I was born with my mother buried inside of me — disappeared by many violences, but especially the violence of my birth.
A daughter is sometimes called a thief. In the Korean dictionary, there are multiple idioms that say this. She is a beautiful thief. She steals from her mother. Her mother encourages this. She knows what violences her daughter has ahead of her.
Poet Kim Hyesoon writes, a Korean woman is full of holes. Each hole buries a woman disappeared by violence. As a Korean American woman, I too carry these women in holes of my own.
My grandmother disappeared in the midst of the pandemic. To grieve, I searched for her in my photographs. I was shocked by how few I had. This absence helped me start to notice the figures in the margins.
These are women whose movements are controlled by the hungers around her — often working, cleaning, or carrying food.
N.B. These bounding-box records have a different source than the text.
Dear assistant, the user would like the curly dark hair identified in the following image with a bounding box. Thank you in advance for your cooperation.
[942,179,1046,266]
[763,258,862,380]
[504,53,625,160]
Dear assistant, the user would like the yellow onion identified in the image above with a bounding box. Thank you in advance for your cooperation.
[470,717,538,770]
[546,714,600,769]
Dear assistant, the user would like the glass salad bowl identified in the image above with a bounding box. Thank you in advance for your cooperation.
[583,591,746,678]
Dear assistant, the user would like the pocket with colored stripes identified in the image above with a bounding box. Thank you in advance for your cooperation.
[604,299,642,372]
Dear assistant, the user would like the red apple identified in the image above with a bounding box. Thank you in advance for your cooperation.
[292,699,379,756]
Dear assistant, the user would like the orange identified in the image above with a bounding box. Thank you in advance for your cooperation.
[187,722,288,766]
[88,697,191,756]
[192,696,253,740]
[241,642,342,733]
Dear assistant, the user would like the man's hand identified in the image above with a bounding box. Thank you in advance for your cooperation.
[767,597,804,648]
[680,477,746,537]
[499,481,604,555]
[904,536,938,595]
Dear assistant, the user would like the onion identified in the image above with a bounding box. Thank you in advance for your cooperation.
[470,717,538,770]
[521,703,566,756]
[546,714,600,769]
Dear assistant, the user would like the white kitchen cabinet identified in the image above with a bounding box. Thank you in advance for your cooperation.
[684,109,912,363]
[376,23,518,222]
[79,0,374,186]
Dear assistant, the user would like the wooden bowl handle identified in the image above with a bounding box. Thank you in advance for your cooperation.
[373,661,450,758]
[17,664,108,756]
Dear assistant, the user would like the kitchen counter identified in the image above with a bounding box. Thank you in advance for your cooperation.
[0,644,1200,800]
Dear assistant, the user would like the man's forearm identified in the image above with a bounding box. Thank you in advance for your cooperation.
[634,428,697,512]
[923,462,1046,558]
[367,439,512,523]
They are laughing, dancing, poised, or bored. I became obsessed with finding them all, unsettled by the fact that despite what I was finding now, my lens had been focused elsewhere. I had embarrassingly waited for so many of them to leave the frame.
What does it mean to be visible and invisible at the same time? To be seen repeatedly can be its own form of erasure. How can we be visible without being seen as marginalized or other?
These images were originally cut from a collection of my own photographs, as well as photographs taken before the Korean War from our family archive.